The multidisciplinary debate must consider respect for fundamental guarantees and freedom of expression. Regulation is needed in which users, companies, and governments participate. Internet content affects us all globally and to moderate it requires establishing a delicate balance between rights contemplated by law: fundamental guarantees such as freedom of expression must be respected, as well as containing hate speech and discrimination.
Speakers from different countries debated this issue during the International Seminar "Moderation of Internet Content", organized by the Institute for Legal Research (IIJ) of the UNAM and the Association of Internet MX (AIMX). Inaugurating the distance event, the director of this academic entity, Pedro Salazar Ugarte, considered it necessary for legitimately interested actors to have an opinion, to be heard and taken into account.
There is an enormous challenge of balancing the different rights that are at stake; between these and the valuable assets. We have an opportunity to propose and rethink the context of the 21st century beyond its second decade, to reflect on technology, which has a great tradition in legal thought: that of weighting and balance between prerogatives; between what the limits of freedom of expression should be and how they should be justified and casuistically ordered, he pointed out.
Salazar Ugarte emphasized that we cannot ignore the political context, the public debate. "We seek to contribute to identify and contribute elements that guide us as a country to have the best legislation in a matter that is extremely changing".
In her turn, the legal vice-president of the Asociación de Internet MX (AIMX), Mónica Chávez Núñez, stressed the importance of this meeting between academia and industry to promote the responsible and ethical use of the network, in addition to promoting the digital rights of users. She commented that AIMX brings together the most relevant companies in this area and seeks to guide their interests towards free, responsible, and safe development, with a positive impact on society.
The challenge lies in finding that fine balance between protecting the human rights of free expression and privacy, and at the same time addressing the problems and threats that arise, such as disinformation, hate speech, discrimination and violence.
At Table 1, entitled "Content moderation: principles, standards, and human rights" -moderated by Issa Luna Pla, of the IIJ-, the president of the Human Rights Commission of Mexico City, Nashieli Ramírez Hernández, called for a regulation that respects the neutrality of the network and individual guarantees. "Internet is a global resource and its management must respect its free nature and reduce inequality gaps."
"It is necessary to regulate the use of the Internet, of artificial intelligence, so that it continues to be inserted in a democratic context where the State and the supranational level can ensure the safeguarding of human rights of individuals and communities in the face of private interests," she said.
From Colombia, the director of the Karisma Foundation, Carolina Botero, stressed that the regulation must take into account the social context, since the limits to freedom of expression vary if it is about, for example, elections or children's issues. "Content moderation is required as a limit to freedom of expression, as the Internet is a bidirectional channel with immense potential."

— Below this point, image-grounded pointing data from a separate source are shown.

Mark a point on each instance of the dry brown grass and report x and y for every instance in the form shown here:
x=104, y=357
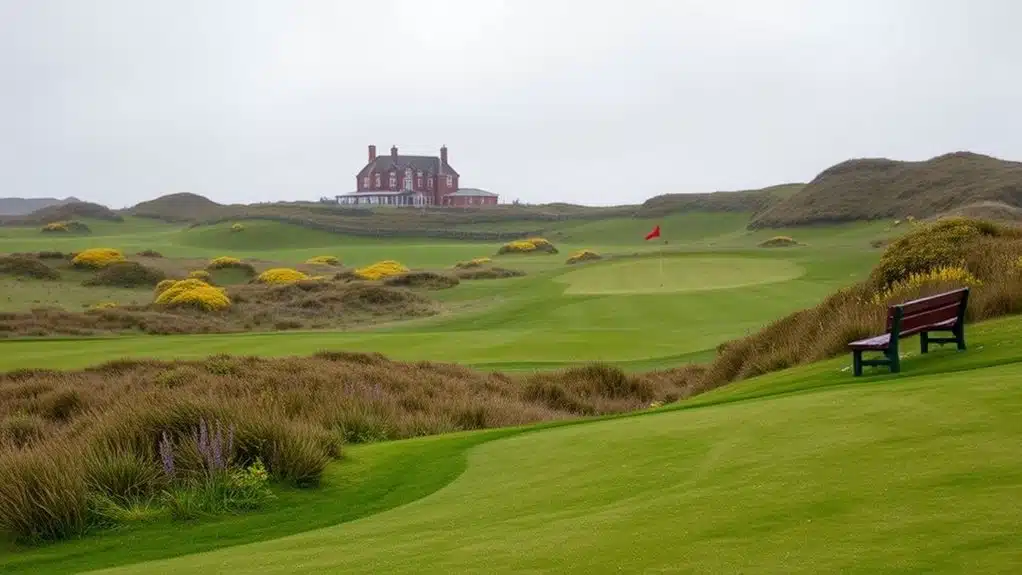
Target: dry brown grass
x=310, y=304
x=292, y=414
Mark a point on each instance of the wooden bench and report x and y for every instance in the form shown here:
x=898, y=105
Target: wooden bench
x=941, y=313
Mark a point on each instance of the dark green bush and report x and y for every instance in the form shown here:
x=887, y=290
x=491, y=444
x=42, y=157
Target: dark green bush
x=127, y=274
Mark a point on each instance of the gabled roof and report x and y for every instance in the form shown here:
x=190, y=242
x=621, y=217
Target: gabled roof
x=426, y=163
x=475, y=192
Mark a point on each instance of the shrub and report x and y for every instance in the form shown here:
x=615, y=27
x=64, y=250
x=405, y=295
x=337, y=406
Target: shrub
x=584, y=255
x=165, y=285
x=942, y=244
x=428, y=280
x=126, y=274
x=193, y=293
x=381, y=270
x=323, y=260
x=227, y=262
x=474, y=262
x=25, y=267
x=942, y=279
x=70, y=227
x=779, y=241
x=281, y=276
x=527, y=246
x=97, y=257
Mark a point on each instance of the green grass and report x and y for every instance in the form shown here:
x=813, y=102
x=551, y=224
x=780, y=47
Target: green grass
x=678, y=275
x=803, y=471
x=615, y=310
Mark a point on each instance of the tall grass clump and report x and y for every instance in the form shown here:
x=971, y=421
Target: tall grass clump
x=185, y=439
x=930, y=258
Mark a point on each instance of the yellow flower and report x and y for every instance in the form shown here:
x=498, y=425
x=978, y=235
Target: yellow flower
x=381, y=270
x=97, y=257
x=281, y=276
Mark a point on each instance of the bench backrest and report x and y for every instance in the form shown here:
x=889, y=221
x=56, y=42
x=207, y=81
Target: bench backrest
x=916, y=315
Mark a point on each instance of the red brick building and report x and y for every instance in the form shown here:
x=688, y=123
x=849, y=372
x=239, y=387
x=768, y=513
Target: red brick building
x=412, y=180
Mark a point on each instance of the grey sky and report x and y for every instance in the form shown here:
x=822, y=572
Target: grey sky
x=597, y=102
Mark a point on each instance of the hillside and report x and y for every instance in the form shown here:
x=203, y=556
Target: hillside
x=22, y=206
x=876, y=188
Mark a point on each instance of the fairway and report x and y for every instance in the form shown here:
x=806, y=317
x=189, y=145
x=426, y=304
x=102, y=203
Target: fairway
x=653, y=275
x=918, y=475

For the general director of AIMX, Julio César Vega Gómez, international commitments and contracted guidelines must be taken into account, such as the electronic commerce rules of the World Trade Organization. "A global consideration of human rights is also needed, which must be carefully reviewed."
Uruguay's Edison Lanza, of the Inter-American Dialogue, said it has gone from being an elite resource to a popular one. "For its regulation, it is not necessary to adhere to human rights standards, but to make the Internet a cross-border space where the regulation of one country is not enough, but rather a global agreement, net neutrality, universal access, and transparency are needed".
Finally, Oscar Alejandro Robles Garay, from the Internet Address Registry for Latin America and the Caribbean, pointed out that the so-called information superhighway was created without authority and favored innovation. "It is desirable that users participate in this governance and not only companies and governments," he concluded.